Opposition party leaders and consumer groups criticized Wednesday’s decision as hasty. The Japan Consumers Union said it was reached for political reasons without regard for food safety or consumer health.

Social Democratic Party leader Mizuho Fukushima characterized the decision as “a souvenir” for Prime Minister Junichiro Koizumi to give President Bush when he visits the U.S. later this month, according to Kyodo News agency. The two leaders are scheduled to meet in Washington on June 29 and travel to Elvis Presley’s Graceland home in Memphis, Tenn., the next day.

Kyodo reported the inspections are meant to ensure that U.S. processing facilities conform with Japanese food safety guidelines. Officials from Japan’s health and agriculture ministries will inspect 35 meatpacking plants certified to ship beef to Japan to see if they are complying with export requirements, Kyodo said citing government officials.

Public broadcaster NHK said Japan may dispatch inspectors to the United States later this week.

Only facilities whose safeguards meet Japanese standards will be authorized to export to Japan, the report said. Japanese officials will also be allowed to accompany U.S. counterparts on spot inspections of U.S. facilities, it added. The accord requires the U.S. to conduct the inspections.

The deal was worked out via a video conference directed by Japanese Agriculture Ministry’s consumption safety director, Hiroshi Nakagawa, and his U.S. Agriculture Department counterpart, Chuck Lambert, deputy undersecretary for marketing and regulatory programs.

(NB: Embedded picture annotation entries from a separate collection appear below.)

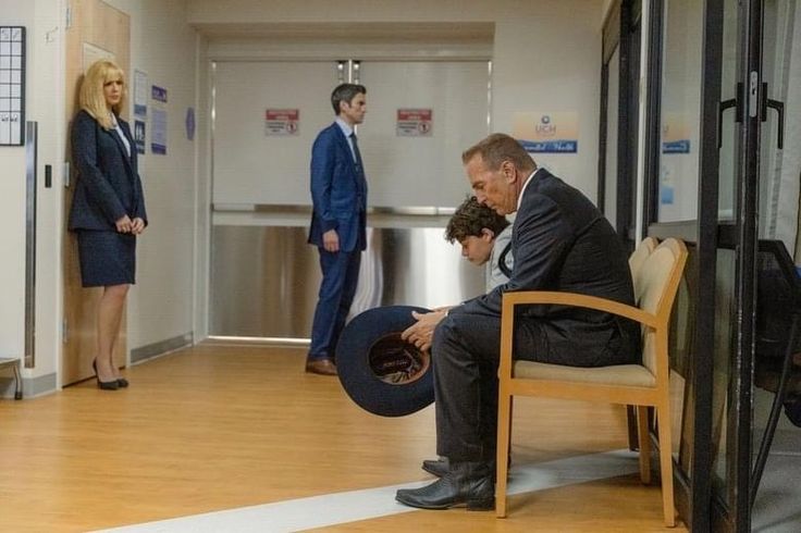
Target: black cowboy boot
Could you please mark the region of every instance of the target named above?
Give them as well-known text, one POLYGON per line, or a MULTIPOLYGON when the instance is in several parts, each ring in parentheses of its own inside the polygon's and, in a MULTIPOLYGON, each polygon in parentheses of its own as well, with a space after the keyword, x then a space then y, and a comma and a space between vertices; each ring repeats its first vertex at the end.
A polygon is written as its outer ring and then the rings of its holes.
POLYGON ((483 462, 452 462, 448 472, 421 488, 402 488, 395 499, 421 509, 467 506, 469 511, 495 508, 495 483, 490 466, 483 462))

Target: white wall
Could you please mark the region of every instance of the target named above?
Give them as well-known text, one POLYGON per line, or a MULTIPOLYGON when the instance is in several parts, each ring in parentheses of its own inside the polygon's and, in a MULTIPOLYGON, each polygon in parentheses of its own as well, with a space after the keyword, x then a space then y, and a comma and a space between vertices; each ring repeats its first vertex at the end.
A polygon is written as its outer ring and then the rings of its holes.
MULTIPOLYGON (((106 0, 131 16, 131 70, 168 89, 168 152, 139 156, 149 227, 138 240, 137 283, 131 292, 128 349, 193 332, 195 161, 198 140, 185 133, 196 103, 196 34, 185 1, 106 0)), ((133 104, 133 101, 131 101, 133 104)), ((132 110, 133 111, 133 110, 132 110)), ((133 120, 133 113, 131 115, 133 120)), ((148 117, 148 144, 152 127, 148 117)), ((199 129, 200 126, 198 126, 199 129)))
MULTIPOLYGON (((61 346, 64 107, 63 98, 53 96, 63 85, 60 4, 57 0, 0 0, 0 23, 26 27, 25 120, 38 123, 36 367, 24 370, 23 377, 49 376, 50 384, 56 383, 61 346), (45 188, 46 164, 52 165, 51 188, 45 188)), ((25 347, 25 148, 0 147, 0 357, 17 357, 25 347)))
MULTIPOLYGON (((2 24, 32 26, 34 4, 0 0, 2 24)), ((29 32, 29 28, 28 28, 29 32)), ((28 34, 28 41, 29 41, 28 34)), ((29 89, 29 84, 27 87, 29 89)), ((26 90, 26 98, 29 90, 26 90)), ((27 109, 26 109, 27 111, 27 109)), ((0 147, 0 357, 25 348, 25 148, 0 147)))
MULTIPOLYGON (((218 24, 252 27, 247 25, 284 23, 297 27, 342 27, 354 23, 494 24, 492 129, 510 132, 516 112, 576 111, 579 152, 537 159, 595 198, 602 0, 192 0, 187 11, 188 22, 204 28, 218 24)), ((343 41, 341 36, 338 39, 343 41)))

At stake was a trading relationship worth millions of dollars to the U.S. beef industry. Japan’s market was worth $1.4 billion annually when it banned American beef in response to the first U.S. case of mad cow disease in 2003.

The ban had only recently been lifted before Japan halted shipments earlier this year. The U.S. Agriculture Department said New York-based Atlantic Veal & Lamb and a government inspector misunderstood new trade rules when they allowed the prohibited veal to be shipped to Japan.

American officials had been impatient for trade to resume, with several U.S. senators saying Tuesday they were introducing a bill that would impose trade sanctions if Japan did not reopen its market to U.S. beef by Aug. 31.

Mad cow disease is medically known as bovine spongiform encephalopathy, or BSE. In humans, eating meat contaminated with BSE is linked to variant Creutzfeldt-Jakob Disease, a rare and deadly nerve disease.